Loin de viser la démonstration, les créations d’Olivier Leroi aspirent à la justesse. Nombre de ses projets illustrent cette quête et nécessitent que l’artiste travaille en connivence avec « l’autre », vivant ou non vivant. Une capacité de reliance qui s’accompagne d’un sens poétique aigu : « La poésie est comme un lieu. Quand on lit, on est dans le présent du poème, dans un lieu au cœur du monde ». Ainsi s’affirme une vision : le présent est un espace de poésie où le regardeur est appelé à partager une expérience directe et sensible.

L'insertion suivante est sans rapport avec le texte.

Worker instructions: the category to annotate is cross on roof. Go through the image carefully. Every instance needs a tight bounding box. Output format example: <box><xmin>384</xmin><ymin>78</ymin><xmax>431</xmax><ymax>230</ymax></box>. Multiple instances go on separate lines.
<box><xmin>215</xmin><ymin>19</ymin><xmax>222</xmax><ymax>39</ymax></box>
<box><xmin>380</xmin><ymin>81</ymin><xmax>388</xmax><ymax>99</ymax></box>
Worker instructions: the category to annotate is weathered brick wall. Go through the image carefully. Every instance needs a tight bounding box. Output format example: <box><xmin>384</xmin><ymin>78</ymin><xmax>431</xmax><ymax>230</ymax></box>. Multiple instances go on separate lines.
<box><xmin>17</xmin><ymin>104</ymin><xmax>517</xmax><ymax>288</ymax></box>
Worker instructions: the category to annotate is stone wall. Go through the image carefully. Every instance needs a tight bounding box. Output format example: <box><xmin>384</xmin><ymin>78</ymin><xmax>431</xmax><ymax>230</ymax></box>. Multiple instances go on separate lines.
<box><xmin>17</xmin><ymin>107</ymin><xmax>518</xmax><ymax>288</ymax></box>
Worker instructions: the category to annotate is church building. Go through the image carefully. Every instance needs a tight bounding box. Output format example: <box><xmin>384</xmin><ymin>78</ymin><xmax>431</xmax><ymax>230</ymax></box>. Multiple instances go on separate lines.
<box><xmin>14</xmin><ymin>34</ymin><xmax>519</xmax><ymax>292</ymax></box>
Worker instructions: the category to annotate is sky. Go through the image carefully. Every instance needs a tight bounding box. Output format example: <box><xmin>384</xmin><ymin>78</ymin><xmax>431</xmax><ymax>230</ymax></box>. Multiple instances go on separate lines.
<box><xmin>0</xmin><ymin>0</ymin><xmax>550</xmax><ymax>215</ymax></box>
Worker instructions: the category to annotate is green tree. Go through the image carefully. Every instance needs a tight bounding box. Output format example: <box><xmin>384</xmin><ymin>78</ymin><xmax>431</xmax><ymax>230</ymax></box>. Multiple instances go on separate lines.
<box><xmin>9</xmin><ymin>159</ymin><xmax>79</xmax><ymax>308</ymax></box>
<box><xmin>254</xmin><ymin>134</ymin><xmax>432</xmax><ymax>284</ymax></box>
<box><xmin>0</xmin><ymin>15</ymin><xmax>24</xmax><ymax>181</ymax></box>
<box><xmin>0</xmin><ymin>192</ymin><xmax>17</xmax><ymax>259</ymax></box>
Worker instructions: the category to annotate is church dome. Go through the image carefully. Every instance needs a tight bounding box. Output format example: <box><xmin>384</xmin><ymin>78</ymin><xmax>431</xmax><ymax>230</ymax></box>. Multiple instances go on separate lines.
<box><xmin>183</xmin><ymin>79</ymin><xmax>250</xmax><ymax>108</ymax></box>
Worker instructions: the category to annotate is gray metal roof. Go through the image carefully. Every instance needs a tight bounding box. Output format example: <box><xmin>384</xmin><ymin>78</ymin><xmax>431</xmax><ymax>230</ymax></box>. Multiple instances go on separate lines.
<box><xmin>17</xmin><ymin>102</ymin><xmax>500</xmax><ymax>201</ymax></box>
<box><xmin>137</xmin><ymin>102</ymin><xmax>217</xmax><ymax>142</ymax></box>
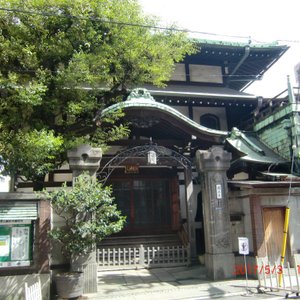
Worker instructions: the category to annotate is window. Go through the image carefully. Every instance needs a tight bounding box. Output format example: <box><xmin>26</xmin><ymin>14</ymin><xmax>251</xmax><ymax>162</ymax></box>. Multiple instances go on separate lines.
<box><xmin>200</xmin><ymin>114</ymin><xmax>220</xmax><ymax>130</ymax></box>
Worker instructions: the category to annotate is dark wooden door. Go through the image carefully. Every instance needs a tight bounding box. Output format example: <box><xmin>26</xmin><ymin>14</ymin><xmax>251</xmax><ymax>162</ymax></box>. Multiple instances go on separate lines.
<box><xmin>111</xmin><ymin>177</ymin><xmax>179</xmax><ymax>234</ymax></box>
<box><xmin>263</xmin><ymin>207</ymin><xmax>289</xmax><ymax>264</ymax></box>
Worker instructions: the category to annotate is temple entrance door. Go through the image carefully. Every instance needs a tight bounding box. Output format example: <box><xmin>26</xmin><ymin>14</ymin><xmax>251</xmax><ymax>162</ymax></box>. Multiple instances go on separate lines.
<box><xmin>111</xmin><ymin>177</ymin><xmax>178</xmax><ymax>235</ymax></box>
<box><xmin>263</xmin><ymin>207</ymin><xmax>289</xmax><ymax>264</ymax></box>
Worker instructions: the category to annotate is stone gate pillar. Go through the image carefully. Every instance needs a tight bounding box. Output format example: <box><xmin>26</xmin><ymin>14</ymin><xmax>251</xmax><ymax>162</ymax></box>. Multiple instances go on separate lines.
<box><xmin>67</xmin><ymin>145</ymin><xmax>102</xmax><ymax>293</ymax></box>
<box><xmin>196</xmin><ymin>146</ymin><xmax>235</xmax><ymax>280</ymax></box>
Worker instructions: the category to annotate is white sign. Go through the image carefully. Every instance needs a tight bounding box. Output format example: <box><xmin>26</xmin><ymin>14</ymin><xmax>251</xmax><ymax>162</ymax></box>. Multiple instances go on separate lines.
<box><xmin>216</xmin><ymin>184</ymin><xmax>222</xmax><ymax>199</ymax></box>
<box><xmin>238</xmin><ymin>237</ymin><xmax>249</xmax><ymax>255</ymax></box>
<box><xmin>11</xmin><ymin>227</ymin><xmax>30</xmax><ymax>260</ymax></box>
<box><xmin>0</xmin><ymin>235</ymin><xmax>10</xmax><ymax>256</ymax></box>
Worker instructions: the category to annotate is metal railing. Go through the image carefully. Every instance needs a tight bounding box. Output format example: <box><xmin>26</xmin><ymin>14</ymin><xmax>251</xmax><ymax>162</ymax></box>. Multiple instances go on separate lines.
<box><xmin>97</xmin><ymin>245</ymin><xmax>190</xmax><ymax>269</ymax></box>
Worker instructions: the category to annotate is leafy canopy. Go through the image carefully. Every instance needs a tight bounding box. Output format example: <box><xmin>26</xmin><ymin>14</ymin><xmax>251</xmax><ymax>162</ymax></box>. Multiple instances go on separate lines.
<box><xmin>0</xmin><ymin>0</ymin><xmax>195</xmax><ymax>180</ymax></box>
<box><xmin>40</xmin><ymin>174</ymin><xmax>126</xmax><ymax>257</ymax></box>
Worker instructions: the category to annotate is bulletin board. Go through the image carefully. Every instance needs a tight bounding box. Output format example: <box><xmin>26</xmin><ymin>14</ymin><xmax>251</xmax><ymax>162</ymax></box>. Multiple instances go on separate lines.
<box><xmin>0</xmin><ymin>223</ymin><xmax>33</xmax><ymax>268</ymax></box>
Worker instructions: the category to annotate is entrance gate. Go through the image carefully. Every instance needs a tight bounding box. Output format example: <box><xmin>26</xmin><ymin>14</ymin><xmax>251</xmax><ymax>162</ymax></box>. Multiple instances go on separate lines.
<box><xmin>97</xmin><ymin>142</ymin><xmax>196</xmax><ymax>268</ymax></box>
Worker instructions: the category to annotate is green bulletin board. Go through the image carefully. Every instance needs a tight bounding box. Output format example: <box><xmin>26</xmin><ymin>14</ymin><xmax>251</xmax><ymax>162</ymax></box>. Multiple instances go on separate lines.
<box><xmin>0</xmin><ymin>223</ymin><xmax>33</xmax><ymax>268</ymax></box>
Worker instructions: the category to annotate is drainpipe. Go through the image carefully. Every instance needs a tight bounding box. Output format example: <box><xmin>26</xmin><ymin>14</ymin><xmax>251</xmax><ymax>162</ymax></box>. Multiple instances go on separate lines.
<box><xmin>227</xmin><ymin>45</ymin><xmax>250</xmax><ymax>86</ymax></box>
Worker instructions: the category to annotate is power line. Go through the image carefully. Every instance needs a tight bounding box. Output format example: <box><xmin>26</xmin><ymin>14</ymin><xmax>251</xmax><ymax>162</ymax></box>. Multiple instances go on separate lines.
<box><xmin>0</xmin><ymin>7</ymin><xmax>300</xmax><ymax>43</ymax></box>
<box><xmin>0</xmin><ymin>7</ymin><xmax>256</xmax><ymax>39</ymax></box>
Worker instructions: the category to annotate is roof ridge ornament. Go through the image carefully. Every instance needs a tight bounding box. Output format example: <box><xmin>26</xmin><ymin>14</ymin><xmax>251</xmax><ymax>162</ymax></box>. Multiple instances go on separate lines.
<box><xmin>127</xmin><ymin>88</ymin><xmax>155</xmax><ymax>101</ymax></box>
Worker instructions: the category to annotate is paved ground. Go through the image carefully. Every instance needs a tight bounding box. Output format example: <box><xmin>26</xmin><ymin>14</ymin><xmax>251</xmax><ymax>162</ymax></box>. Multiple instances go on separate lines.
<box><xmin>85</xmin><ymin>266</ymin><xmax>264</xmax><ymax>300</ymax></box>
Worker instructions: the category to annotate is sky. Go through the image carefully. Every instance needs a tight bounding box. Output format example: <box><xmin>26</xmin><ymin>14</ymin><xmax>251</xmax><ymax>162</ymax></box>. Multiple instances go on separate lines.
<box><xmin>139</xmin><ymin>0</ymin><xmax>300</xmax><ymax>97</ymax></box>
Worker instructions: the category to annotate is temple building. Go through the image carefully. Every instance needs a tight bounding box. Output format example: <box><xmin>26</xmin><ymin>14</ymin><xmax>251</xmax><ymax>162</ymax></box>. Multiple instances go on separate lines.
<box><xmin>0</xmin><ymin>40</ymin><xmax>300</xmax><ymax>298</ymax></box>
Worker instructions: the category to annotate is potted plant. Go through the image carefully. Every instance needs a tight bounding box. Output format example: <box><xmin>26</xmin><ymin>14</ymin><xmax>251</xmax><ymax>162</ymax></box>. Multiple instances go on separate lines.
<box><xmin>42</xmin><ymin>173</ymin><xmax>125</xmax><ymax>298</ymax></box>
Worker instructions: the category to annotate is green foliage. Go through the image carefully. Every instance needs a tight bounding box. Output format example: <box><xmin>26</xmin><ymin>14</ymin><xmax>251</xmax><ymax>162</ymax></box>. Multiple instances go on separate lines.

Le projet pour le Domaine de Chaumont-sur-Loire ne s’attache pas à la nature en général mais à l’environnement au sens large, aux liens qu’il est possible de tisser entre les « choses » mais également au phénomène d’apparition. Au cœur de la proposition d’Olivier Leroi, un travail sur un certain gallinacé et plus précisément son plumage. Une cinquantaine de dessins réalisés à partir des plumes d’un faisan vénéré renverra à des œuvres en contrepoint installées sur les grands cèdres du Parc historique. Sur un arbre dominant le chemin, une chouette aux yeux dissymétriques qui représentent pour l’un la Terre et l’autre la Lune, et sur un autre, situé entre les écuries et le château, un miroir ouvrira vers une autre dimension. Et sans doute d’autres choses encore… Autant de propositions qui nous rappellent sans cesse que, dans un temps souvent trop distrait, observer, éprouver et contempler sont des actes poétiques en soi, une manière d’habiter pleinement l’instant.
REPÈRES BIOGRAPHIQUES
Né en Sologne en 1962, Olivier Leroi a suivi une formation de forestier à Meymac en Corrèze tout en s’intéressant à l’art à travers une pratique personnelle nourrie de rencontres. En 1995, il intègre l’Institut des hautes études en arts plastiques, dirigé par Pontus Hulten. Éclairé par cette expérience, il a développé un travail de dessin et de sculpture dont le fil rouge est la relation au milieu. « L’œuvre advient par un échange qu’elle cristallise, elle s’insère dans une matérialité qu’elle sonde et amplifie », écrit Marguerite Pilven. Fondées sur une économie du geste et des moyens, ses opérations de décalage et de glissement sont empreintes d’un humour et d’une poésie onirique qui offrent alors de nouvelles perspectives, si ce n’est une nouvelle réalité, conférant à ses œuvres une dimension quasi-performative. Ainsi en est-il de nombreuses « œuvres vécues » réalisées à l’occasion de résidences comme Première neige en pays Dogon, au Mali, El Zorro blanco, au Mexique, La brigade de Chambord, en France. Dans le cadre de la commande publique, il s’attache à mettre en lien les contextes et les émergences vécues : Abscisses-ordonnées au Collège du Brunoy (91), Une molécule d’eau dans l’eau, au lycée du Giennois (45), Vingt et une histoires dans le vent, au collège de Thiant (59), Les 5 sens, Institut de Neuro-science de la Tronche-sur-Isère (38), 1020 km, Mont-Gerbier-de-Jonc (09), film en hélicoptère.